Il était certainement le plus américain des pick-up électriques. Héritier dénudé de son V8 du véhicule le plus vendu outre-Atlantique depuis quarante ans, le F-150 Lightning reste tout de même le leader incontesté du segment électrique aux États-Unis, devançant le Cybertruck de Tesla et le R1T de Rivian. Son record de ventes sur le dernier trimestre de l’année n’aura néanmoins pas résisté aux sévères lois du marché. Trop cher à produire et trop lent à rentabiliser, Ford a décidé de suspendre sa production, préférant la rentabilisation immédiate, grâce à ses gammes à essence et hybrides, jugées plus profitables.
Le F-150 Lightning débranché temporairement
Le F-150 a été, pendant près de quatre décennies, un symbole pour toute l’Amérique : la vache à lait de Ford qui lui a assuré sa rentabilité économique. Compagnon de route des travailleurs de tous bords, il incarnait aussi l’Amérique ouvrière, fière de ce qu’elle peut construire de ses mains.
Lorsqu’en 2021, le constructeur de Dearborn a annoncé qu’il allait lancer une version électrique du F-150, ce fut l’équivalent d’un saut dans le vide. Comment électrifier un véhicule aussi enraciné dans la culture du V8, sans trahir son ADN mécanique ?
De nombreux acheteurs furent convaincus par la transition, menant le F-150 Lightning à caracoler en tête des ventes de ce segment. Quatre ans plus tard, l’élan s’est perdu, et Ford n’a écoulé qu’un peu plus de 23 000 exemplaires du pick-up sur les neuf premiers mois de 2025. Un record pour la marque, mais totalement insignifiant face aux centaines de milliers de F-150 qui s’écoulent chaque année.
Les chiffres de la division Model e de Ford, dédiée aux véhicules électriques, sont assassins. Du mois de janvier au mois de septembre de cette année, elle accuse 3,6 milliards de dollars de pertes, dont 1,4 milliard sur le seul troisième trimestre.
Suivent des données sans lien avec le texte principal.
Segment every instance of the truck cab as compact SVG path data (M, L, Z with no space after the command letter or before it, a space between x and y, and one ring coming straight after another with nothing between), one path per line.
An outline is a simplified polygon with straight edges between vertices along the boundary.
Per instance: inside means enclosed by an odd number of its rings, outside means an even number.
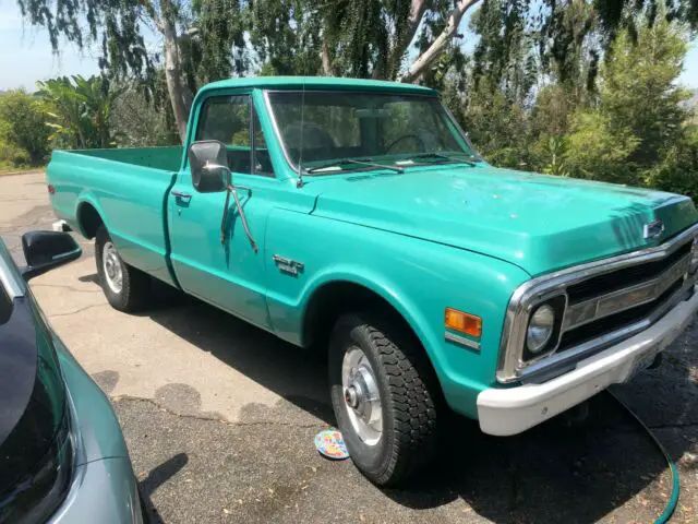
M698 308L690 199L495 168L416 85L216 82L183 147L55 152L48 181L117 309L157 278L328 353L378 485L431 460L447 410L521 432L629 380Z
Les autres divisions comme Ford Blue (thermique) et Pro (utilitaires et flottes professionnelles) affichent, au contraire, des résultats très solides et tirent les bénéfices vers le haut.
Comme si cela ne suffisait pas, un incendie s’est déclenché dans une usine d’aluminium de Novelis, à Oswego, un de ses fournisseurs principaux. Ford a d’abord été forcée de suspendre la production du F-150 Lightning suite à cet événement. Confrontée à la fois à des difficultés d’approvisionnement et aux trop faibles marges dégagées par le Lightning, Ford a choisi d’allouer son aluminium restant à ses F-Series essence et hybrides, ses véritables locomotives commerciales.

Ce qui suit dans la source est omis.